A sometimes charming but more often inefficient debut about “a fifty-nine-year-old woman, happily married, infatuated with a young woman half her age.”
Mrs. Medina married Mr. Medina, a famous cellist, when she was 36 and he almost 60. It’s now two-and-a-half decades later, and while Patrick is on his way out, Mercedes is just hitting cruising speed. The two have had enough of a wonderful life that Mrs. Medina worries over the size of the chunks of meat that she cuts for her husband and closely monitors the one cigar he’s allowed each month. Still, when Mercedes’ latent instincts awaken with the arrival of Lennie, a young beautiful woman who works in a local flower store and who may have some dirty dealings, the impulse cannot be ignored.
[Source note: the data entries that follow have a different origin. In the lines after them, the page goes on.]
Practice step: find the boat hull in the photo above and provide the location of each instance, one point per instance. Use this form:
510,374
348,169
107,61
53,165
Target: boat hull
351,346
Mercedes confides in a university colleague, and it’s nice to know that even at the highest reaches of academia the simple phrase “I think I’m in love” can cause the stuffiest of intellectuals to abandon their scholarship and titter like teenagers. Mrs. Medina even tells Patrick about the affair—but not to worry: Patrick has an eye for the young “stacked” ones, too, and he’s a good sport about it. Patrick becomes a consistent source of humor and poignancy, and his portrait as a lesson on aging is worth the price of admission—but he’s not the main character. Mercedes’ affair comes and goes, and Patrick dies, and it’s a good thing that only the rich become lovelorn because in this world a broken heart is a serious condition requiring expensive therapy and a live-in cook. Mercedes in truth seems a little light. When she is slow to catch on to Lennie’s shenanigans, it undermines her weight as a serious intellect. Final message? Everyone loves beautiful young women—good thing there are enough to go around.
Wadsworth seems afraid to venture outside straightforward narrative realism—the characters we care about disappear well before the end.